Another service that uses Twitter as the basis to create an engaging experience around sentiment is Twistori. Twistori takes a few key terms like "love", "hate", "feel" and "wish" and creates a dynamic timeline based on the use of the terms. It's very cool to watch the service extract the terms and after a few minutes you see how difficult it is to get sentiment right.

So, do you look at the sentiment of online conversations? There is still no better filter than to read back through a blogger's posts to get their real feeling at this point. Technology is evolving quickly, but so is language.
How are you tracking sentiment online? Is there a tool that I missed? Let me know!
Technorati Tags:
conversations, marketing, Matt Dickman, search, social media, Techno//Marketer, Twitter, sentiment







I think Visible Technologies and Radian 6 also monitor sentiment, similar to Collective Intellect.
Given the ease of use and cost, Radian 6 seems to be the industry's favorite.
I never considered Twistori as a sentiment measuring tool before. I used to think of it as a novelty. That's a good analogy into the difficulty.
Posted by: Warren Sukernek | Monday, June 23, 2008 at 11:42 PM
Warren -- Thanks for the comment! I'll have to check out Visible as well (Radian 6 is on my radar).
Posted by: Matt Dickman | Monday, June 23, 2008 at 11:46 PM
Hi Matt,
You are right that it is difficult. In most discussions, I hear users of automated sentiment analysis technology who are disappointed with the accuracy of current systems. Human language is complex and changing (ex: "wicked" is now positive, mostly). Measuring sentiment relative to a topic is even more difficult, as your colleague Luke pointed out - for example, "The new Corvette is fast" versus "Global warming is happening fast". Is "fast" positive or negative? It depends. Some technologies approach this problem through NLP and others through statistical classification requiring the system to be trained for each topic and retrained on errors. The error rates are still high, but there is lots of interesting work taking place in this space.
You are right, however, that "there is still no better filter than to read back through a blogger's posts to get their real feeling...". If a brand's goal is to truly participate in the conversation online, then we will take the time to read what people are saying.
There is another interesting filter to consider: actions. The powerful thing about social media is that it isn't just words. It's words + actions. As users interact, comment, bookmark, link, vote or tweet, they are leaving digital breadcrumbs behind that tell us a whole lot about the sentiment towards a piece of content or an idea. We can measure the dynamics of conversations.
So while a post may be positive or negative, did its readers find it important or was the post quickly forgotten? Was there a broad engagement around the topic? Did the idea propagate?
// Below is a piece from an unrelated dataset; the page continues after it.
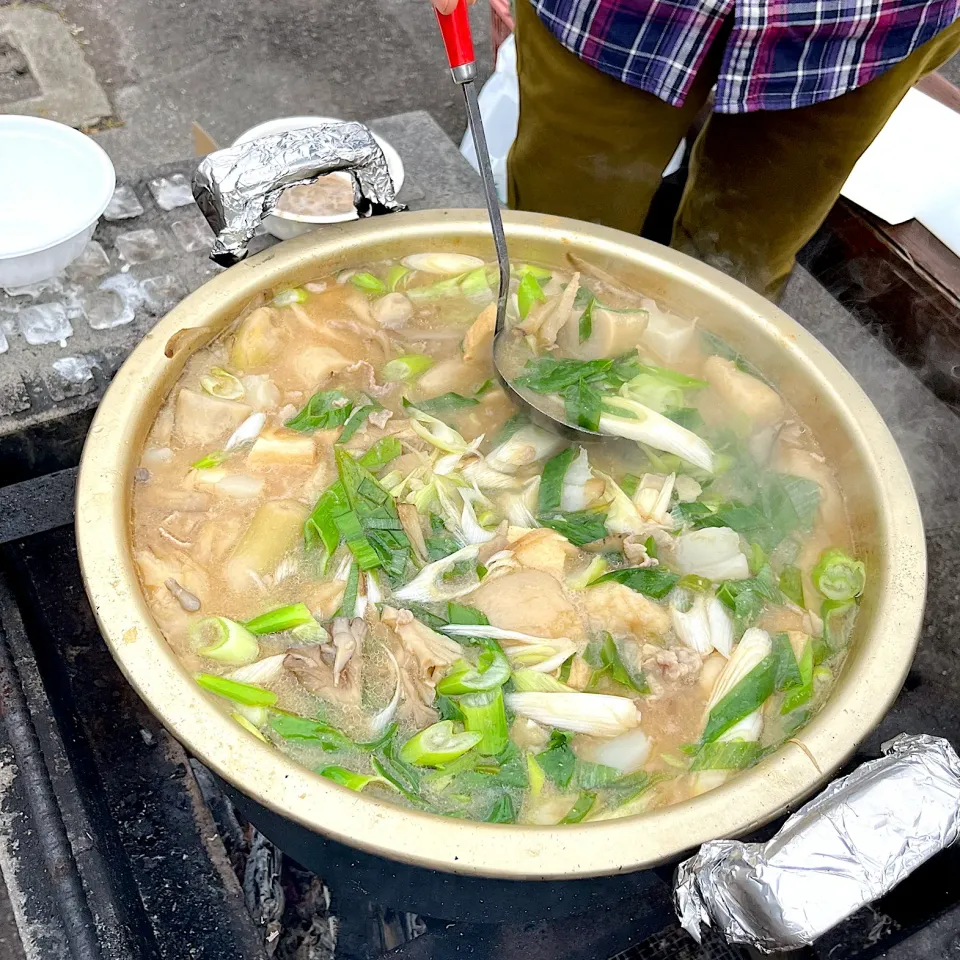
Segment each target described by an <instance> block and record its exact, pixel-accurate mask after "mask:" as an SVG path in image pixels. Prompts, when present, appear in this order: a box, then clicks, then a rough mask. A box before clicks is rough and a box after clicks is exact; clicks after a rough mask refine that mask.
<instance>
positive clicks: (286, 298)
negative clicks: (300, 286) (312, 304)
mask: <svg viewBox="0 0 960 960" xmlns="http://www.w3.org/2000/svg"><path fill="white" fill-rule="evenodd" d="M308 296H309V294H308V293H307V291H306V290H304V289H303V287H289V288H288V289H286V290H281V291H280V292H279V293H278V294H277V295H276V296H275V297H274V298H273V305H274V306H275V307H289V306H290V305H291V304H294V303H305V302H306V300H307V297H308Z"/></svg>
Is the author becoming influential on your topic as measured by others' reactions?
All of these conversational dynamics are measurable and give you lots of additional ways to sort content and measure the impact of your online marketing efforts.
Good post,
Marcel
twitter: @lebrun
Posted by: Marcel LeBrun | Tuesday, June 24, 2008 at 02:31 AM
Matt,
Sentiment analysis of online conversations is one of the great challenges in this business, which is why we combine trained experts (real people)and the best language processing technology available today to provide companies with insights from individual posts, subsequent comments and overall sentiment for entire threaded conversations. Many firms in the social media business don't do automatic sentiment analysis because it's not easy.
Posted by: Mike Spataro | Tuesday, June 24, 2008 at 10:01 AM
Hi Matt,
Per your question of: "Their (Collective Intellect) formula for extracting the sentiment is not publicly accessible so I am not sure how they calculate it."
CI would like to make public how sentiment is currently calculated.
Sentiment = The Collective Intellect tonality algorithm performs linguistic and statistical analysis on each post to determine its overall sentiment (positive, negative, or neutral). The CI algorithm is designed to operate effectively across a broad range of domain areas. The algorithm has been tested on several standard sentiment datasets (such as movie reviews) and consistently performs at a level close to human inter-rater accuracy.
And if you are wondering what human inter-rater accuracy is, here is that definition.
Human inter-rater accuracy (really correlation) is a measure of how well a set of independent raters correlate on rating a test set. For example, for a particular test set, if the sentiment ratings of a set of 4 human raters only correlate at 70% (on average) then that is the best accuracy level any automated system could hope to attain on that test set.
Posted by: Michael Conti | Tuesday, June 24, 2008 at 02:44 PM
Thanks for the link to that Twistori site - really cool !
Posted by: Adam Singer | Tuesday, June 24, 2008 at 03:13 PM